AI Impact Summit: Will Artificial Intelligence Eclipse Nature’s Wisdom?
AI is neither inevitable trauma nor guaranteed transformation. It is an amplifier. The Delhi summit must therefore convey Bharat’s civilisational wisdom — the natural intelligence systems that sustained life long before algorithms. The future of nature will depend not on how intelligent our machines become, but on whether humanity remains wise enough to align them with the only system that has sustained life for billions of years. Artificial Intelligence may dominate global conversation. But Natural Intelligence remains the foundation of survival.
Artificial Intelligence has captured global attention with unprecedented intensity. Governments worldwide are investing billions. Corporations are restructuring strategies. Communities are preparing for adaptation. Universities are redesigning education.
India’s Global AI Impact Summit (16–20 February 2026) reflects this historic turning point. Humanity stands at the threshold of a technological transformation that will reshape economies, societies and governance systems.

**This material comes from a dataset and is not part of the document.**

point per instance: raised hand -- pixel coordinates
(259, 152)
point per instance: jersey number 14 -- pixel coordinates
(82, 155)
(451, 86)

Yet amid this excitement, a deeper and more fundamental question remains largely absent from public discourse: as humanity accelerates toward Artificial Intelligence, is it drifting away from nature’s intelligence that has sustained life on Earth for 4.5 billion years and survived five mass extinctions?
Nature’s Wisdom vs Artificial Intelligence
This question assumes critical significance as India hosts the 2026 global summit — the largest of the four such summits held so far. The Indian Knowledge System places wisdom above mere intelligence. It encompasses observations ranging from microbes to mammoths, teachings from mountains to meadows, and insights from rivers, forests and oceans. Human civilisation shaped science, philosophy, agriculture, yoga and the arts through sustained observation of nature over millennia.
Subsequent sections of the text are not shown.